JUAN WILLIAMS: Hey, Warren, you were saying my argument was a red herring. Maybe you should do some research. Go back and find out that it was an article written by a black person, headlined 'Barack the Magic Negro.'

BALLANTINE: He made it a song and played it on his show.

WILLIAMS: So what? He was making fun of it.

BALLANTINE: You can go back to the porch, Juan. You can go back. It's Okay.

O'REILLY: All right guys, good debate. Good, spirited debate.
Despite the false, racist quotes being attributed to Limbaugh in recent days, he has said plenty of terrible, divisive things.

A few years ago, Limbaugh said that Donovan McNabb, one of the most talented quarterbacks in the NFL, was being pumped up solely because he was black. Limbaugh also called Supreme Court Justice Sonia Sotomayor a "reverse racist" because of her "wise Latina" comments.

And those are the tame ones. How about this comment about Obama: "We are being told that we have to hope he succeeds, that we have to bend over, grab the ankles ... because his father was black."

And this one: "The government's been taking care of [young blacks] their whole lives."

Taste this for dessert: Obama's nomination "goes back to the fact that nobody had the guts to stand up and say no to a black guy."

Make no mistake about it, Limbaugh has tapped in to the worst parts of this country and used it for his own financial gain. He's wealthy enough to bid on a professional football team. But for Ballentine to tell Williams to go "back to the porch," which is essentially the same as calling him a house Negro or an Uncle Tom--perhaps the worst slur you can say to an African American man--simply puts him on the same level as Limbaugh. Someone once called me an Uncle Tom, because I went to college and had a job working for "the Man" at a newspaper.

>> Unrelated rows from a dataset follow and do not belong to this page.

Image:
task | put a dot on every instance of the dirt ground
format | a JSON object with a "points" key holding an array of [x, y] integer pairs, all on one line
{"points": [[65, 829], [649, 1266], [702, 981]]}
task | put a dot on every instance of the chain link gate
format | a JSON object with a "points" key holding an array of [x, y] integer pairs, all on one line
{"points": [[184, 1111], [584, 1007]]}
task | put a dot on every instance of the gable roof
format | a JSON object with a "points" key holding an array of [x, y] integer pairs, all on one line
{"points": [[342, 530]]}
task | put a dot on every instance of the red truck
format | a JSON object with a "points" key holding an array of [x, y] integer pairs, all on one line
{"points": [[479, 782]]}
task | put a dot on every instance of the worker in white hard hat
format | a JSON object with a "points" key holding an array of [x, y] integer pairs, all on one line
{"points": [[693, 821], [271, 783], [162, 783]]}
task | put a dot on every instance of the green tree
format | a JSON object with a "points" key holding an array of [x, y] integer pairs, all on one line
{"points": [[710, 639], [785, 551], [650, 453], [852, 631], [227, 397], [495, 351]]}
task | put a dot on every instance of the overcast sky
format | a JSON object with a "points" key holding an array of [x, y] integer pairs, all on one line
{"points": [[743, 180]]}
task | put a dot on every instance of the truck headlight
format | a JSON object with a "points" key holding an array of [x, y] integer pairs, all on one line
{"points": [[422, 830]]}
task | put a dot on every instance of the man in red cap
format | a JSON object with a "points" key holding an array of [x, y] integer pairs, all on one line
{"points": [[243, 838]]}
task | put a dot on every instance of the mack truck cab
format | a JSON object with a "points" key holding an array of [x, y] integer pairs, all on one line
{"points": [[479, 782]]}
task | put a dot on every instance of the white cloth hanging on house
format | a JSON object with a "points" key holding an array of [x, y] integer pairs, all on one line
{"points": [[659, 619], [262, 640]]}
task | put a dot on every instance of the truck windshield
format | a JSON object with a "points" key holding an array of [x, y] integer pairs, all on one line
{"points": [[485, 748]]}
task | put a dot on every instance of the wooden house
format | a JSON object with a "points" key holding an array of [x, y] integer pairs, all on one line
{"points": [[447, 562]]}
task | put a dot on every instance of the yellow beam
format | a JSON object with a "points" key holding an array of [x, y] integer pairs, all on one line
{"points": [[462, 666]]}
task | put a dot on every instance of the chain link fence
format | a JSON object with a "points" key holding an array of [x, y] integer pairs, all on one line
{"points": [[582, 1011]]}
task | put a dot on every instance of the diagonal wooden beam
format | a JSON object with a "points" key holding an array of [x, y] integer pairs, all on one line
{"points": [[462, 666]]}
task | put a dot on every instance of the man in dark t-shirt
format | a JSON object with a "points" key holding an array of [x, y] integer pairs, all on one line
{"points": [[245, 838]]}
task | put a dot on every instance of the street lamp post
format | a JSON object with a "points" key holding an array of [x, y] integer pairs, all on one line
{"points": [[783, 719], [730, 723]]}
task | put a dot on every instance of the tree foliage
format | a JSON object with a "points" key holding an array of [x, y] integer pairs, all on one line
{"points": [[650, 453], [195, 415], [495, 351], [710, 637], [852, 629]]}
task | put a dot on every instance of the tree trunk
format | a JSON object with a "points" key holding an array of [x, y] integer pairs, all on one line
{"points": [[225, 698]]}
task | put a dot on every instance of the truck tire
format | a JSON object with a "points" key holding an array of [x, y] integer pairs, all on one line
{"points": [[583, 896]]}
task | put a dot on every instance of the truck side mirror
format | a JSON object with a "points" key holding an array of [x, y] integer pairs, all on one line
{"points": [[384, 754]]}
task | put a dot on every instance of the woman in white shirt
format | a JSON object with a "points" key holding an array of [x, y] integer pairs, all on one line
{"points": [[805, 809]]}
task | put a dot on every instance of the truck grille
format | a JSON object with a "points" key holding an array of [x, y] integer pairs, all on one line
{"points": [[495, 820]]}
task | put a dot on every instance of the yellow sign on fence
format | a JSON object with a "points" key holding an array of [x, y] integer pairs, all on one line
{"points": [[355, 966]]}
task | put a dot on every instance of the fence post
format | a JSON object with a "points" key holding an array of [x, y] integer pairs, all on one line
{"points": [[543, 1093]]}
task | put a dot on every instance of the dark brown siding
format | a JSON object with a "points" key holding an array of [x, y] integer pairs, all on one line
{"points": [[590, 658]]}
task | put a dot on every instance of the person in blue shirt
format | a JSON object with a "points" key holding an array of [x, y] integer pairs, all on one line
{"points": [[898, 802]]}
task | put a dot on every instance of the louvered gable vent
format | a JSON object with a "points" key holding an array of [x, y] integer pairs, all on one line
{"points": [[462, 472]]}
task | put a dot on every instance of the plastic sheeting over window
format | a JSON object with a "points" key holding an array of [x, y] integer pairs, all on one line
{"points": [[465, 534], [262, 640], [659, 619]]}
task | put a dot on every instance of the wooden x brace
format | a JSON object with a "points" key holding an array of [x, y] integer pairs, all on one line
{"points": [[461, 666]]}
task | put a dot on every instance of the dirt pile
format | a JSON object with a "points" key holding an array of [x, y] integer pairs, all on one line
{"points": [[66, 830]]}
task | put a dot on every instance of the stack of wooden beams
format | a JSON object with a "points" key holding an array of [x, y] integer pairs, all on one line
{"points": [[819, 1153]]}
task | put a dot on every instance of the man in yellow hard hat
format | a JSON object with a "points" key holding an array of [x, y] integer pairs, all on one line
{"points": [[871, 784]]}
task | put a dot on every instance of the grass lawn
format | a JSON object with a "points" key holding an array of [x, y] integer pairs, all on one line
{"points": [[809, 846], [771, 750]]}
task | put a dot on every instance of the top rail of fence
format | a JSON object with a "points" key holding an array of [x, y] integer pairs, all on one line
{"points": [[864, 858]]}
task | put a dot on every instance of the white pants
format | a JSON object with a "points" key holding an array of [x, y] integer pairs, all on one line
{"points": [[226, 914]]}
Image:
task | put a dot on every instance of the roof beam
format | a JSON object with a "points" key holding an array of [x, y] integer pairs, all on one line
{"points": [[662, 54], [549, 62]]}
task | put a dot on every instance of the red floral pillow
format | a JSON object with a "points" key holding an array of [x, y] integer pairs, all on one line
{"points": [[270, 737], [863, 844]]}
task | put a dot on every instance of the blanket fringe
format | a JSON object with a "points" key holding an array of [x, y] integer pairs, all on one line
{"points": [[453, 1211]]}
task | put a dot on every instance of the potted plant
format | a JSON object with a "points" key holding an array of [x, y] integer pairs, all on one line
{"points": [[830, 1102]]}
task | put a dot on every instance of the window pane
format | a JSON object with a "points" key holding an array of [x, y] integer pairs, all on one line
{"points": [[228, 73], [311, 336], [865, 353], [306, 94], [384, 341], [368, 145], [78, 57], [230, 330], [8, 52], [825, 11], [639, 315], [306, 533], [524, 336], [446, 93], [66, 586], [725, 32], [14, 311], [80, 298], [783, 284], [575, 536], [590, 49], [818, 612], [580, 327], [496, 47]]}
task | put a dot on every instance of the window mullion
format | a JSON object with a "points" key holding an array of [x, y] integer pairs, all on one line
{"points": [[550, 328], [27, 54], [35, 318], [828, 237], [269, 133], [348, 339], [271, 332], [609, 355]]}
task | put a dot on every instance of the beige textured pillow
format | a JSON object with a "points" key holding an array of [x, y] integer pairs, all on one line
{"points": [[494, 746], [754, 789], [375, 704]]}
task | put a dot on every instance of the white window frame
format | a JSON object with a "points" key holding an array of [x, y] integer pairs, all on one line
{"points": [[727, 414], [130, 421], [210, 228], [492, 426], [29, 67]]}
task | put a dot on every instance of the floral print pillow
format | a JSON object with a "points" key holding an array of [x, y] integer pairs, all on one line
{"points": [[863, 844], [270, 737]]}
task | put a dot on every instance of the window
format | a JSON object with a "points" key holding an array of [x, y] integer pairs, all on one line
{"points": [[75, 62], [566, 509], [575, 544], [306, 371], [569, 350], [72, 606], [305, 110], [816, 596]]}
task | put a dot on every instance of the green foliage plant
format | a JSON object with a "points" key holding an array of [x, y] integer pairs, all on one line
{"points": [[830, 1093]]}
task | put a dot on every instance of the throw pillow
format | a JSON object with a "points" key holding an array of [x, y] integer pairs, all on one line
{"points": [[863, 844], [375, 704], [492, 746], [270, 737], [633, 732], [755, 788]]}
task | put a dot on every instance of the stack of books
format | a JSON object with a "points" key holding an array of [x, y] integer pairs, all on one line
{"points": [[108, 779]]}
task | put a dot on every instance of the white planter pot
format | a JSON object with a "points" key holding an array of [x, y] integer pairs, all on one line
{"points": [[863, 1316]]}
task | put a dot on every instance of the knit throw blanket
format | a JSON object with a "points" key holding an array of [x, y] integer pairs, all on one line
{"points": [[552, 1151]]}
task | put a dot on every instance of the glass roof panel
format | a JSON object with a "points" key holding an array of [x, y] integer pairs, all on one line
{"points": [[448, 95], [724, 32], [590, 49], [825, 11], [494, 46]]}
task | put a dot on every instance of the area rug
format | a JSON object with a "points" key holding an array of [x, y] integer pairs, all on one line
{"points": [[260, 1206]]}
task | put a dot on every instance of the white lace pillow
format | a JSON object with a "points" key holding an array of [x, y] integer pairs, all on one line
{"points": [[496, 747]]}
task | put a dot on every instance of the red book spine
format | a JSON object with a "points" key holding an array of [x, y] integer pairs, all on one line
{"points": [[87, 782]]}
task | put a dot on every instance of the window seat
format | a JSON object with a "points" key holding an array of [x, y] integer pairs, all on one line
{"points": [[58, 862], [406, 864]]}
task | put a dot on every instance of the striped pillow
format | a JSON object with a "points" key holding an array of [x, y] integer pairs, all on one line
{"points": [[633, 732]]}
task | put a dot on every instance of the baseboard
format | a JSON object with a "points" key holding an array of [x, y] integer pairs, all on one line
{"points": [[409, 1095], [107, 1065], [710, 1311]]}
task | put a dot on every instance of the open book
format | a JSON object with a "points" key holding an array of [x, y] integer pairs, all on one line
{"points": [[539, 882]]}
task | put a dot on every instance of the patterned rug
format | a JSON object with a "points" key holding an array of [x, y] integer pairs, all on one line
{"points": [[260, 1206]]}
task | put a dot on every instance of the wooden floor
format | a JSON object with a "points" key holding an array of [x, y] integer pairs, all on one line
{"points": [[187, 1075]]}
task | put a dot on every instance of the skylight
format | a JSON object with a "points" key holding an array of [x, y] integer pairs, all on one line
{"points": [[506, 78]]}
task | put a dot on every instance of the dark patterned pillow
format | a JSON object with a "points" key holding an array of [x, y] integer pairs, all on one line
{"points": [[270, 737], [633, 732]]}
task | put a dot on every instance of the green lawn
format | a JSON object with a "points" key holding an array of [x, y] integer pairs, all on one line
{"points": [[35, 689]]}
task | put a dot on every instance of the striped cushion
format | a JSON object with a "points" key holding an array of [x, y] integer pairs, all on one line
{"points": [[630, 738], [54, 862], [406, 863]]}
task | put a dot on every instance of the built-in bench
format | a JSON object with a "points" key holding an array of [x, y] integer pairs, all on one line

Ballentine has backed off of his comments a bit on his online radio show.

Boy, they're hitting me up on Twitter, boy. These white folks...call Warren Ballentine out! He told Juan Williams to go back to the porch! They're mad, those conservatives. ' How dare you get on our Negro who is defending us! Let me tell everybody who is a conservative who is listening to the show right now: Rush Limbaugh has created a perception of being racially divisive. I have every right to say that. Now, if you want to take what I said about Juan Williams as racial, you go right ahead. All I said was he could go back to the porch. I didn't call him a house Negro. I said he could go back to the porch. Now if you took it as such, then that means you view him as that.

Ballentine is right about most of his comments. Limbaugh is racially divisive, however, using the words "porch," "Uncle Tom" and "house negro" in relation to a black man mean one thing and one thing only.

Despite the fact that Limbaugh's comments are indefensible, Williams, as foolish as he sounds, has the right to defend them without being called names. That's the easy way out. Ballentine could have countered Williams' comments simply by going down the considerably lengthy list of Limbaugh's horrendous comments.

Here's one he could have used:

Limbaugh on minorities: "The days of them not having any power are over, and they are angry."

Ballentine deserves a chance to go back on FOX. Limbaugh and O'Reilly aren't banned from television for their terrible comments. Williams deserves to be taken to task, but let's not stoop to Limbaugh's level.